NBC Nightly News anchor Lester Holt appeared Thursday evening at the Columbia Journalism School for an event billed as a discussion of news ethics. Given that his predecessor is a modern media posterboy for ethical transgression, that legacy could have been the night’s top story.
Instead, “Brian Williams” was uttered just once in the hour-long event, practically as a formality.
When the moderator, Professor Betsy West, asked how the NBC news team moved on from the Williams debacle earlier this year, Holt replied, “It’s a difficult topic for me to talk about for a lot of reasons. One I tell people is, it’s family business. We were hurt. It was difficult. The fact that the audience stayed with us during that period confirmed my belief that a news organization is larger than one person.”
And like that, just as NBC has regained its standing atop the network news ratings, the night moved on.
When tales of Williams’ reporting began to be discredited in February, namely in his coverage of Hurricane Katrina and the Iraq War, media observers said NBC had a thin bench to find a replacement. After the network elevated Holt, who was then weekend news anchor, to the nightly chair on an interim basis, he turned out to be a hit and was given the job permanently in June.

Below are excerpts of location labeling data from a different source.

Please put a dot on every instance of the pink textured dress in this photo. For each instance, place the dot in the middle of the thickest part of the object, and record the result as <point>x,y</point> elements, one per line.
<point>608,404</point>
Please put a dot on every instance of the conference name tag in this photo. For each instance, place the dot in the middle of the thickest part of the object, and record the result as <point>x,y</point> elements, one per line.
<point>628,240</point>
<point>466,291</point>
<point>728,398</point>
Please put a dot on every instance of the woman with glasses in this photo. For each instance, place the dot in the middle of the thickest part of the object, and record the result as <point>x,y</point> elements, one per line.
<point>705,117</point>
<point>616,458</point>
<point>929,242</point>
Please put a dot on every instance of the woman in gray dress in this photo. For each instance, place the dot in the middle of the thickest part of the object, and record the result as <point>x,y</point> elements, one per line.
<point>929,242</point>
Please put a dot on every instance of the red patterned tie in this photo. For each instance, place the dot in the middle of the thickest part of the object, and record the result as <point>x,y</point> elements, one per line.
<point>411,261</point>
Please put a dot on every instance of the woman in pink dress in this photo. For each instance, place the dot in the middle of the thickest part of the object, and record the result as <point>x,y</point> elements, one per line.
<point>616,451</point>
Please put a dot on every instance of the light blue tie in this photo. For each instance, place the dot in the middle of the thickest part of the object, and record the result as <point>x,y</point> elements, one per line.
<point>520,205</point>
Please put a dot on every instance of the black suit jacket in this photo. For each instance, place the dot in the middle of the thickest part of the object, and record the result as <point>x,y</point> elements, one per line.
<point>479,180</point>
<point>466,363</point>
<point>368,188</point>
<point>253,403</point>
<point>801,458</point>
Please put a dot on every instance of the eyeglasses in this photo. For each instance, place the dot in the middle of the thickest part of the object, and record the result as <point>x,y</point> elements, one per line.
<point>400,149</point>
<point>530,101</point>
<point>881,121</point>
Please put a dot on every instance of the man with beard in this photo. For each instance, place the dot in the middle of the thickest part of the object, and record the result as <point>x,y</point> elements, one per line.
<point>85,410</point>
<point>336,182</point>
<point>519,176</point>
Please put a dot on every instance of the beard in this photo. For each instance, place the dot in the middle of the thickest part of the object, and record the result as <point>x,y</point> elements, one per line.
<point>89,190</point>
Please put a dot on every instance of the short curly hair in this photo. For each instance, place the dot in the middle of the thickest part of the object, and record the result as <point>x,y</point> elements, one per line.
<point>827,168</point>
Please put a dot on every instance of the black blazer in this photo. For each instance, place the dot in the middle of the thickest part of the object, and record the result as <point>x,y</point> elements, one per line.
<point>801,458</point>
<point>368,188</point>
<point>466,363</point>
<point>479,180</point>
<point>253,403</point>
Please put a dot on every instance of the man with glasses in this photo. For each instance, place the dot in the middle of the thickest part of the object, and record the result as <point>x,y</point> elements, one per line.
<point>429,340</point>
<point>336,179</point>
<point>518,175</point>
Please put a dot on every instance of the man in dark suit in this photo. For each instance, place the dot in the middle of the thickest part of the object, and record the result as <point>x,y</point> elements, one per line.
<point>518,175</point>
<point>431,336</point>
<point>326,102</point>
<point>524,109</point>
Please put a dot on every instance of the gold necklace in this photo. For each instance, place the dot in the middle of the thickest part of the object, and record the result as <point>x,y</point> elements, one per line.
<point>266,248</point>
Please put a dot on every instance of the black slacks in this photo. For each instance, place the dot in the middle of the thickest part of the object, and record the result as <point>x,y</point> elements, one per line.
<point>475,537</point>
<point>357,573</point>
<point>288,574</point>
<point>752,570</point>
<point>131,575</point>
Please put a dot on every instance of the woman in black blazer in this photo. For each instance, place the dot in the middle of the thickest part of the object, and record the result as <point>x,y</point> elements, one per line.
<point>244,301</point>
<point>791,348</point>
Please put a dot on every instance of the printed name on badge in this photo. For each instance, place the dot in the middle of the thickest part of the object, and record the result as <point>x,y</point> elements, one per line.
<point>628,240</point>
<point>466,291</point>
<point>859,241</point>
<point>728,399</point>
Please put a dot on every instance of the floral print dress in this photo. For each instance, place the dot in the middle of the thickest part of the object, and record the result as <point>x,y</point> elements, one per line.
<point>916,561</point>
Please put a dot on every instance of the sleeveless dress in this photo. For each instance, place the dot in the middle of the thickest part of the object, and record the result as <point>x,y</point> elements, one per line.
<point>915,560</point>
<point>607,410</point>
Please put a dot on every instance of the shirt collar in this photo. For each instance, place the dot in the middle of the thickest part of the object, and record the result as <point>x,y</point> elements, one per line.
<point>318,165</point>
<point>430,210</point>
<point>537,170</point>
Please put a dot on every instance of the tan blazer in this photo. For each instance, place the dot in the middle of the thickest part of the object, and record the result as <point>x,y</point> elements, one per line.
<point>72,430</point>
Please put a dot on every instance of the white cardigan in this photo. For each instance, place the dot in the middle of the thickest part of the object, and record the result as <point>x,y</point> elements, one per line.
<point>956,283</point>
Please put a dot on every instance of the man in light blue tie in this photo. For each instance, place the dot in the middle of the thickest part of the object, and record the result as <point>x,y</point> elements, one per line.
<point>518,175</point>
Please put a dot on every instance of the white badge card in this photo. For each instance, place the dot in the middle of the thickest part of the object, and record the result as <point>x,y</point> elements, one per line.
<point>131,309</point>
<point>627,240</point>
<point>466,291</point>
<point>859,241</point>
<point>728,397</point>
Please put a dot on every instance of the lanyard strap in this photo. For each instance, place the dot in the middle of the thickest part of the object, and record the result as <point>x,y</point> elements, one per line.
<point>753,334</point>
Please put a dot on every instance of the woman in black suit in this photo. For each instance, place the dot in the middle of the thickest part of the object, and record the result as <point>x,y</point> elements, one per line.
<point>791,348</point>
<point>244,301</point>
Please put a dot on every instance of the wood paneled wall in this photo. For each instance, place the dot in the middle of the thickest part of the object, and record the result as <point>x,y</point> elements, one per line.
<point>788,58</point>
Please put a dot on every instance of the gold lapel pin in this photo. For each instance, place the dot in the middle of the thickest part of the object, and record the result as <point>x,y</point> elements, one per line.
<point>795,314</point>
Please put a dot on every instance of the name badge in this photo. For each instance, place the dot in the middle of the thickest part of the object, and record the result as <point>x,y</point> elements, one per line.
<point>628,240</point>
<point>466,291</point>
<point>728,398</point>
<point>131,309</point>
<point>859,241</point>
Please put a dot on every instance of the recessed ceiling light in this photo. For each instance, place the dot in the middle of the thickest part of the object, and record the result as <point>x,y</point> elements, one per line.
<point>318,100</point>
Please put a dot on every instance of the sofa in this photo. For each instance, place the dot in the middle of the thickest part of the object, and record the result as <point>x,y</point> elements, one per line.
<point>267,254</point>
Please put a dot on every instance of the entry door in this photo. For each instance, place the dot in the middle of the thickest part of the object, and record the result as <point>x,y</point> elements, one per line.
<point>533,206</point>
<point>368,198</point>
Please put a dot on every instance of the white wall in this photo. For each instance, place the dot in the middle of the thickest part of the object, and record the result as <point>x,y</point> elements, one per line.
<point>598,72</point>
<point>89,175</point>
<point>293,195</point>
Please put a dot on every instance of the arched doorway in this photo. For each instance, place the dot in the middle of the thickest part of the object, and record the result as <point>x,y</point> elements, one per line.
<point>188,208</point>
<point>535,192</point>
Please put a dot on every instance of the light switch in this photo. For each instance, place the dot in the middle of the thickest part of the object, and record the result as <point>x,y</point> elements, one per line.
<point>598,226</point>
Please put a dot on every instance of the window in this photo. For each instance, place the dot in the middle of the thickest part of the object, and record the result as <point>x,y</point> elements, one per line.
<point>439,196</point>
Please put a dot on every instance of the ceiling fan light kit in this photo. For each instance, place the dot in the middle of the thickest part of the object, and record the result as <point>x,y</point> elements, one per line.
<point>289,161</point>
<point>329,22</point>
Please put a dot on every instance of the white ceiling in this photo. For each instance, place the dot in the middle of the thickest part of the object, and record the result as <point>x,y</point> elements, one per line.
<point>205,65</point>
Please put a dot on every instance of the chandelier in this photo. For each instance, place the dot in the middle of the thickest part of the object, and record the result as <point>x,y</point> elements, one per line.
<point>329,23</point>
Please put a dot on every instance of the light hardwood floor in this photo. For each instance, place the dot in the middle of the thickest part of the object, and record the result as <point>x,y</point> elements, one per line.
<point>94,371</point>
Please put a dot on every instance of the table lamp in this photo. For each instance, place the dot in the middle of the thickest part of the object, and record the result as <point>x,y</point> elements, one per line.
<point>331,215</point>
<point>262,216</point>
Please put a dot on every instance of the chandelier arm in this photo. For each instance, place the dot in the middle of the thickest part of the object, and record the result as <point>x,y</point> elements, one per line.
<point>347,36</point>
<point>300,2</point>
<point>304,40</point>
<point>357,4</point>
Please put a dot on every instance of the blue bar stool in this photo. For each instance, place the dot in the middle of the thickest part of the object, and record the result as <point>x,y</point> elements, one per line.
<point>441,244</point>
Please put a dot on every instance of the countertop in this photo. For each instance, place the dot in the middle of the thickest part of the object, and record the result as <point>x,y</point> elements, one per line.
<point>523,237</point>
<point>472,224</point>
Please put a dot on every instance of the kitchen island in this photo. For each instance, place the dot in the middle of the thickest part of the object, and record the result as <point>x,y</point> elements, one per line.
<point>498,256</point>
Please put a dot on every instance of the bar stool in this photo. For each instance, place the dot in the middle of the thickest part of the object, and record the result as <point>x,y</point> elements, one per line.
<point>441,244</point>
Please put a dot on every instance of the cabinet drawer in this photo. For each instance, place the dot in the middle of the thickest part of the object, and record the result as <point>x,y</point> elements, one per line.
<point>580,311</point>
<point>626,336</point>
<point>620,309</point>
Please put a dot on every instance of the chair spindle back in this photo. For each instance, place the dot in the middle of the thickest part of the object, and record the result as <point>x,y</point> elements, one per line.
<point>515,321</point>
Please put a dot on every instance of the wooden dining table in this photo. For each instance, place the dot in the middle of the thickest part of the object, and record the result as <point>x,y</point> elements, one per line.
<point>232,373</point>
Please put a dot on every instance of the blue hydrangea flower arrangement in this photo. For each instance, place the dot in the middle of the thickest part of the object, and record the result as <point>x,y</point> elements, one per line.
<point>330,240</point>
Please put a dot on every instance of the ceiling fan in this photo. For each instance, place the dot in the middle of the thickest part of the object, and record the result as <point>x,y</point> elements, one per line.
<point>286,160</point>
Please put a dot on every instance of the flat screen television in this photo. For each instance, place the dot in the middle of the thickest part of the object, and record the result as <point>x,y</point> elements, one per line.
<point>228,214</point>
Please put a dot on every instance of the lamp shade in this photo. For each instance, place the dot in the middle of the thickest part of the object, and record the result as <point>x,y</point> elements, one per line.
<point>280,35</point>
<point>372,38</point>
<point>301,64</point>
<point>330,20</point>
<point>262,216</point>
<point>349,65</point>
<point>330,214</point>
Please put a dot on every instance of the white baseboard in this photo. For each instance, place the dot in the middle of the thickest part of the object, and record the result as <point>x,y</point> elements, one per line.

The event Thursday was cheery and not too probing, an interview vibe closer to The Tonight Show than Meet the Press. Holt discussed his 30-plus-year career in television, the standing of network news in the modern media landscape, and his determination to maintain his role as a reporter along with anchor duties. Along with setting aside fallout from Williams, there was no discussion of the strife that’s reportedly widespread at NBC, from MSNBC to the morning news programs. Nor was there much talk of journalism ethics, other than Holt’s reminder to treat subjects and situations with compassion.
The summer promotion made the 56-year-old Holt the first full-time solo black anchor of a nightly network news program. Speaking at Columbia, he said his mother often reminds him that at age 5, he’d ask her, “Why are there no colored people on TV?” He added, “I’m very proud that people can turn on the TV and see people who look like themselves.”
There’s a question, though, of who’s actually watching. Some of the students in attendance probably don’t own televisions, and many more don’t watch nightly news. West asked Holt to assess the significance of the Big Three networks today. “I’m pretty impressed that 24 million people collectively are pulling up to the TV to watch network newscasts,” he said. “Frankly, on a given night of 7 or 8 million people, a lot of non-news programs would be lucky to have those kind of numbers.”
The event was also to honor West, a TV news veteran, who was elevated to the faculty chair named for Fred Friendly. Friendly, who would have turned 100 next Friday, was president of CBS News in the 1960s and later taught at Columbia.
“We really reveled in his battles with the corporate bosses to fight for journalism over profits,” West said in her introduction. When the event was opened to questions, CJR asked Holt to name an area today where he thinks broadcast newscasts let business interests compromise journalism.
“That’s a good question,” Holt said. “I’m not sure I have a good answer.”